# Indestructibility for Ramsey cardinals

This is a talk at the Minisymposium on ‘Large cardinals’, Joint Annual Conference of DMV and the ÖMG, University of Passau, September 28, 2021 (virtual).**Slides**

Although Ramsey cardinals $\kappa$ were originally defined, as their name suggests, via a Ramsey-type coloring property, they can also be characterized by the existence of elementary embeddings on weak $\kappa$-models (transitive models $M\models{\rm ZFC}^-$ of size $\kappa$ with $\kappa\in M$).
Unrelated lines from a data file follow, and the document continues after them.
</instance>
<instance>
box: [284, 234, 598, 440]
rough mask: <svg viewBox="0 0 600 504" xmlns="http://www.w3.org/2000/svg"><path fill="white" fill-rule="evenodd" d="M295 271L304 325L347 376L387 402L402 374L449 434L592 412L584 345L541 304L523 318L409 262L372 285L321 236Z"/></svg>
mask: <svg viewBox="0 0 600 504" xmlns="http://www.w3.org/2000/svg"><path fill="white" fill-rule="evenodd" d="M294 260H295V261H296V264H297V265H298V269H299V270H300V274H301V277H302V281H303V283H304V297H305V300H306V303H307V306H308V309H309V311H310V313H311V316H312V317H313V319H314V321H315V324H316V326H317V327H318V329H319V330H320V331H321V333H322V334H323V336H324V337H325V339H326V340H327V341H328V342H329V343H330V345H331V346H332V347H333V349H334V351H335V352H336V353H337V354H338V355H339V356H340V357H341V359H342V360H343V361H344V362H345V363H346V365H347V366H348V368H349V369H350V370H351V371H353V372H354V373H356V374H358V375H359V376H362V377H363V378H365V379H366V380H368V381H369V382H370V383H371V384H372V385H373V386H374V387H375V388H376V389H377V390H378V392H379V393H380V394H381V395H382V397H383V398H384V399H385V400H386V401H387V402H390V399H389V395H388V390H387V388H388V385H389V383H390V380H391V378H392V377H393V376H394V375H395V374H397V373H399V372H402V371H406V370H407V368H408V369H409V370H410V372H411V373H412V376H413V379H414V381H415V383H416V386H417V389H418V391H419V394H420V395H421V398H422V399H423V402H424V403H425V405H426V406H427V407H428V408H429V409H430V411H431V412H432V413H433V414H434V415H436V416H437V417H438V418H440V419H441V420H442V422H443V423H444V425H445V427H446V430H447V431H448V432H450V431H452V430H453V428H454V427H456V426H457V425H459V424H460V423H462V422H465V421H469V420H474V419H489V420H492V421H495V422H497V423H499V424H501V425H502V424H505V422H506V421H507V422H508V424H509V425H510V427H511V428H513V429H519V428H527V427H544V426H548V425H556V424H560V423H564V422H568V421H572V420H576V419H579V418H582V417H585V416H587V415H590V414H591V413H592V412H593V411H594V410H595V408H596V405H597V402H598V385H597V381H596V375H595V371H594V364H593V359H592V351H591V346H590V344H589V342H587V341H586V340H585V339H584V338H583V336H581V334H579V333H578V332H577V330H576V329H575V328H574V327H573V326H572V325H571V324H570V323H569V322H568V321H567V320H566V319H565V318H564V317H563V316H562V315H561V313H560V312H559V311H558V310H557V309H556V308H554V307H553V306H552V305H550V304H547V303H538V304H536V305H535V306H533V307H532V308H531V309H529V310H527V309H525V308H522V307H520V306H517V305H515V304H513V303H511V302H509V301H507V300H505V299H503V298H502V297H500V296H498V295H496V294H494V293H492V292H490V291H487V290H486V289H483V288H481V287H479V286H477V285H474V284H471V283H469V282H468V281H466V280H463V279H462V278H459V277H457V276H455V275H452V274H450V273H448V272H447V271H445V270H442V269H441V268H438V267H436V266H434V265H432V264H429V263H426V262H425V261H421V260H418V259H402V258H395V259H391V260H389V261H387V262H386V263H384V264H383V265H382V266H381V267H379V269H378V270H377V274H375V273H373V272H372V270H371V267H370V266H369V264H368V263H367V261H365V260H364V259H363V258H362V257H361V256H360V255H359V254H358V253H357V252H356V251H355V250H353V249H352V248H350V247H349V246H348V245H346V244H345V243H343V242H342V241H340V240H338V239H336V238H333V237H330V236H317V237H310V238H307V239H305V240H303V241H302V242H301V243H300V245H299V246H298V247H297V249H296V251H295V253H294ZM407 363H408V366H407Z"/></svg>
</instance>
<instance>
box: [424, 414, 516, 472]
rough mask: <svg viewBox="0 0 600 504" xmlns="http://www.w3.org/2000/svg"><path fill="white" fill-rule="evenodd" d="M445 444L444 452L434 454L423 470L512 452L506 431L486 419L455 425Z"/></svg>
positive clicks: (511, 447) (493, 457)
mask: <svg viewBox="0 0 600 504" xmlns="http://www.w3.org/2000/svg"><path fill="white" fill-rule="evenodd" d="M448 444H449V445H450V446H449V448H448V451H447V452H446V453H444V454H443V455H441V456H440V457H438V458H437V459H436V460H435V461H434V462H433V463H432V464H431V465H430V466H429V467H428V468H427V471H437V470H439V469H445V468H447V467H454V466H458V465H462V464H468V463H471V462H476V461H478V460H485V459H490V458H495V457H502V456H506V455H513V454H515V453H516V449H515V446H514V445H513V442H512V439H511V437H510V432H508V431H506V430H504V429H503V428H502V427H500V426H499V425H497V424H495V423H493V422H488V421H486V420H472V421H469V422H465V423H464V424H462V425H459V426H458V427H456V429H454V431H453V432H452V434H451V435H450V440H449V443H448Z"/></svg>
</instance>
There is a standard toolbox of techniques for showing that a large cardinal characterized by the existence of some form of elementary embeddings is indestructible by a given forcing notion. The indestructibility arguments proceed by lifting an elementary embedding $j:M\to N$ with $\text{crit}(j)=\kappa$ of the type characterizing the large cardinal to an elementary embedding $j:M[G]\to N[H]$ in a forcing extension $V[G]$ by the desired forcing, and it is then verified that the lifted embedding is also of the type characterizing the large cardinal. The standard toolbox cannot be applied directly to elementary embeddings characterizing Ramsey cardinals (and other large cardinals in the vicinity of Ramsey cardinals) because the elementary embeddings $j:M\to N$ are on models that are not closed under $\lt\kappa$-sequences and standard arguments rely on the closure of the target model to build the $N$-generic filter $H$. Moreover, Ramsey-type embedding have special properties, which are not obviously preserved by the lifts. In this talk, I will provide techniques for lifting Ramsey-type elementary embeddings to a forcing extension. Using these techniques we can show that Ramsey cardinals are indestructible by the canonical forcing of the ${\rm GCH}$, that they can be made indestructible by the forcing ${\rm Add}(\kappa,\theta)$ (which implies that it is consistent for ${\rm GCH}$ to fail at a Ramsey cardinal), that they are indestructible by fast function forcing, and that they can be made indestructible by the club-shooting forcing, among other examples. This is joint work with Thomas Johnstone.